なおこの就活道場 略歴

2015年12月18日

「完璧な受け答え」はNG? M-1王者・トレンディエンジェルに学ぶ「素の見せ方」(番頭フッキーの「就活イヤァオ!」その18)

 まいど! 「なおこの就活道場」番頭のフッキーです。毎回、就活生の陥りがちな悩みを「イヤァオ!」と一刀両断する言葉をお届けいたします。

 みなさま見ましたでしょうか、今年復活した漫才日本一決定戦「M-1グランプリ」。芸歴15年以内のお笑い芸人が、マイク1本を武器に戦う話芸の真剣勝負。世の中にいろいろなお笑いコンテストはありますが、優勝者のその後のブレーク率やネタのクオリティーを見ても当世一のネタ番組なのではないかと個人的には思っております。

 そのM-1グランプリで今年優勝したのが芸歴11年目の「トレンディエンジェル」。ボケ役・斎藤さん(36)の持ち味である若ハゲをたくみにいかしたハイテンポなネタで準決勝敗退の20組で争う「敗者復活戦」から勝ち上がり、そのまま優勝までかけあがりました。

 さてこのM-1グランプリですが、決勝戦は準決勝を通過した8組+敗者復活1組の9組が漫才を行い、審査員の得点上位3組が最終決戦でネタを披露、優勝者を決めるという仕組みでした。今回、1回目のネタで最も得点が高かったのはトレンディエンジェルではなく、「めちゃ×2イケてる!」(フジテレビ系)などにレギュラー出演している「ジャルジャル」。普段はあまり使わない違和感のある言葉を漫才中にお互いが混ぜ込んでいくという作り込まれたネタで、司会の今田耕司さんもネタ終了後に「1回間違えただけで台無しになるネタをよくやりきった!」と褒めるほどの出来でした。

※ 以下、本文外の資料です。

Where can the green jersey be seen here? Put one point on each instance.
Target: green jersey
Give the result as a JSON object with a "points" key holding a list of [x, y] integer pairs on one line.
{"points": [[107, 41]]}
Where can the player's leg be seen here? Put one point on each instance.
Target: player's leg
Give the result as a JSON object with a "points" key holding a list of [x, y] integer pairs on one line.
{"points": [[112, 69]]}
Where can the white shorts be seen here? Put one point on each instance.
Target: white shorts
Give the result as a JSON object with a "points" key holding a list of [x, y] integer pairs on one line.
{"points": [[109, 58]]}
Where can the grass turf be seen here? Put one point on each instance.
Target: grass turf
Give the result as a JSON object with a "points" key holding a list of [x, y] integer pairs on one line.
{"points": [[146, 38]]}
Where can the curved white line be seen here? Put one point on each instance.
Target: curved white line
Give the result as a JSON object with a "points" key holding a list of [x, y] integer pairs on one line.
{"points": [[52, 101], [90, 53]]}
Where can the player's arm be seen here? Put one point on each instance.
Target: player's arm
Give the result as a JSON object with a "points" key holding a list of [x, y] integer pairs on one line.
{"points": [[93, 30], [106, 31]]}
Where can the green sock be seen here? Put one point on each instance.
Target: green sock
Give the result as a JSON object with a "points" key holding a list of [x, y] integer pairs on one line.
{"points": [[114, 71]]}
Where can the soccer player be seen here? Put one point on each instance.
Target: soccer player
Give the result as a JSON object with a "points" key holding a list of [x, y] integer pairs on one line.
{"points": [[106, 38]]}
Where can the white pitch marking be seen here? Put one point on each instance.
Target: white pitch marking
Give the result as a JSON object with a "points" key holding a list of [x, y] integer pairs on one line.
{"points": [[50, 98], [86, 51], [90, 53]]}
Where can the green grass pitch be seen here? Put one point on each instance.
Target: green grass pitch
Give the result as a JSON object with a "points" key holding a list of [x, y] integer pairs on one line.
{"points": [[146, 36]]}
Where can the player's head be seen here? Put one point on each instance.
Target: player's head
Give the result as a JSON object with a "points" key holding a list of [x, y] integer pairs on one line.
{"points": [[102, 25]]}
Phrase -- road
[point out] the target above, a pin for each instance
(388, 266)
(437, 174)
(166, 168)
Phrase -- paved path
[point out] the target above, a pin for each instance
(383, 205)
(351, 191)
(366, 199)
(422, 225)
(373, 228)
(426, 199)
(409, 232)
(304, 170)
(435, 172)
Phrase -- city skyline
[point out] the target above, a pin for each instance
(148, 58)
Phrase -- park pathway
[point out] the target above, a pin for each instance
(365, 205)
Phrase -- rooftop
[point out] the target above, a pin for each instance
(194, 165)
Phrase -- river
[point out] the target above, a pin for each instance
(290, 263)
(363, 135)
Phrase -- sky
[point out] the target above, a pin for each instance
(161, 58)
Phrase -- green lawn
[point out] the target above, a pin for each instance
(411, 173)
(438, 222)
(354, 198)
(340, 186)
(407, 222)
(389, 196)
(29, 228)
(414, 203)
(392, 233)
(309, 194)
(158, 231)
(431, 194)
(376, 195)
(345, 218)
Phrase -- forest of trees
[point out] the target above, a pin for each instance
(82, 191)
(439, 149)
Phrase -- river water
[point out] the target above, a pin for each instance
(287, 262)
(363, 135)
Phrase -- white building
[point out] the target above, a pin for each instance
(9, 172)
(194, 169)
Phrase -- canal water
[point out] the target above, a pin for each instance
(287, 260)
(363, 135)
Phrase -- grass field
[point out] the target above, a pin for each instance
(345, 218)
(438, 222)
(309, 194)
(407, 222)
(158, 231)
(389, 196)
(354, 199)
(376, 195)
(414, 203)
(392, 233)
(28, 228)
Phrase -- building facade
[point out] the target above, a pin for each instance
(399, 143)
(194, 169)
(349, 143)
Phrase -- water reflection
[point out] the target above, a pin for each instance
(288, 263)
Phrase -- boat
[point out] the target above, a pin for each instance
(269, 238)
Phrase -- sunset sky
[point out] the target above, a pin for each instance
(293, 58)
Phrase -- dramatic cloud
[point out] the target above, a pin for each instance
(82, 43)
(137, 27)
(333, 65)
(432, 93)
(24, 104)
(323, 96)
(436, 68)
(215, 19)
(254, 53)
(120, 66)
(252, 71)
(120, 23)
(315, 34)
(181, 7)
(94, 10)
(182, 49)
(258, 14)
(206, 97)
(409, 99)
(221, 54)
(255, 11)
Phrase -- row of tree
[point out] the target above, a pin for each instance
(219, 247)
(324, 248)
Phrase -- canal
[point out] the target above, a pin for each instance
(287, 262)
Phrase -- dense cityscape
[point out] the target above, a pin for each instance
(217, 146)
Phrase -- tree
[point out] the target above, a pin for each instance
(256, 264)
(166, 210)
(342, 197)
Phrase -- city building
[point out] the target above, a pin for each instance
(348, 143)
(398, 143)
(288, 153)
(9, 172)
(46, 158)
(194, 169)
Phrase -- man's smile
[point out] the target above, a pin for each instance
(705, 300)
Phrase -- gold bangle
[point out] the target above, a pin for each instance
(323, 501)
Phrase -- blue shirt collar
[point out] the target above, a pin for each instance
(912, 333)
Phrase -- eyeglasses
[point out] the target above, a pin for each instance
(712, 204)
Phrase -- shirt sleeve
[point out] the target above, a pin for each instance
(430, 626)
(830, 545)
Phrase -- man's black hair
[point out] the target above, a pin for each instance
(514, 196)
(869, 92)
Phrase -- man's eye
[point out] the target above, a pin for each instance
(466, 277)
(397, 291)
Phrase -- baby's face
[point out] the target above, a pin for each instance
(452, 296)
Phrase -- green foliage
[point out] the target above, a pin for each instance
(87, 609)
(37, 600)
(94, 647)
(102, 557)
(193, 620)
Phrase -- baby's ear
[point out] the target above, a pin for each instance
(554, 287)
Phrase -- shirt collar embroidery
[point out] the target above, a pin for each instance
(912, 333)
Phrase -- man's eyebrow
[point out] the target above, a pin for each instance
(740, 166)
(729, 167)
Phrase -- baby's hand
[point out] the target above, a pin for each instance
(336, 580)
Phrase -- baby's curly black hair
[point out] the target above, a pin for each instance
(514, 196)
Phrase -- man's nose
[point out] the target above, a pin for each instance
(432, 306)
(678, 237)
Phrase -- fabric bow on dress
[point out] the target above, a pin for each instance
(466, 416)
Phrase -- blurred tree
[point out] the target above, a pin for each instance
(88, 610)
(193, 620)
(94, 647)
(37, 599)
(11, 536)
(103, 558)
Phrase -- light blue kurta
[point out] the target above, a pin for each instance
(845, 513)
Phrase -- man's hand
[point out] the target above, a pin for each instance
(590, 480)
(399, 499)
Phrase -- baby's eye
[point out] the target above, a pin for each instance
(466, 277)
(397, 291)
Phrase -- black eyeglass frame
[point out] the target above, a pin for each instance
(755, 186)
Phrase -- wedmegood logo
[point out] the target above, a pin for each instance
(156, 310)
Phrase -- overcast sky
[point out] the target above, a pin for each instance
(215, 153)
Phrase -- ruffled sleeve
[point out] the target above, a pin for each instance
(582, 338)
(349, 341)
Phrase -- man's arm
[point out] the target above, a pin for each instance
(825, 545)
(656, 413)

 そして、彼らは2回目も同じ形式のネタをかけノーミスでやりきった……のですが、優勝したのはハゲネタのトレンディエンジェル。まさにこれ、就活の面接でよくあるパターンだなあと妙に感心してしまいました。

 事前に完璧に自己分析や志望動機を固め、どんな質問でも答えられるように周到に準備。受け答えのテンポも間も完璧に仕上げ、本番でもノーミスで受け答えができた。でも、実際に評価が高いのは「自分、難しいことはよくわからないけどがんばります!」と肩の力を抜いて受け答えしていた隣のやつ……。こんなことが起きてしまうのは、面接の目的をはき違えているから。面接はいうまでもなく会社側が「この人と働きたいかどうか」を見極めるためのイベントでして、決して「うまい受け答えをする人を見極める」イベントではありません。あまり完璧に受け答えを仕上げてしまうと、面接官はきっとこんな不安に陥ります。

 「こいつ、本当の自分の姿を隠しているんじゃないだろうな……

 これまで取材した企業の採用担当者はほぼ一様に「面接では相手の『素』をどうやって引き出すかを目標にしている」と語っています。ESで書いてきてもらったことを思いっきり深く聞いていったり、逆に一切ESとは関係ない話を聞いてみたり、場合によってはいわゆる「圧迫面接」をしてみたり……すべては予想外の質問を投げかけて、相手の「素」を見るための手段です。

 実は漫才も同じ。コントと違い「素」の人間として出てきて、普通の会話をする中で相手を楽しませる演芸である漫才は、必要以上に作り込んだ雰囲気を出してしまうとかえって笑えなくなる現象が起きがち。ジャルジャルが最終決戦で失速したのは、おそらく彼らが「完璧」にネタを作りすぎたためではないか、と思うのです。一方のトレンディエンジェルは、ハゲた人が自分のハゲをいじったりいじられたりと「素」のキャラクターが見える漫才でした。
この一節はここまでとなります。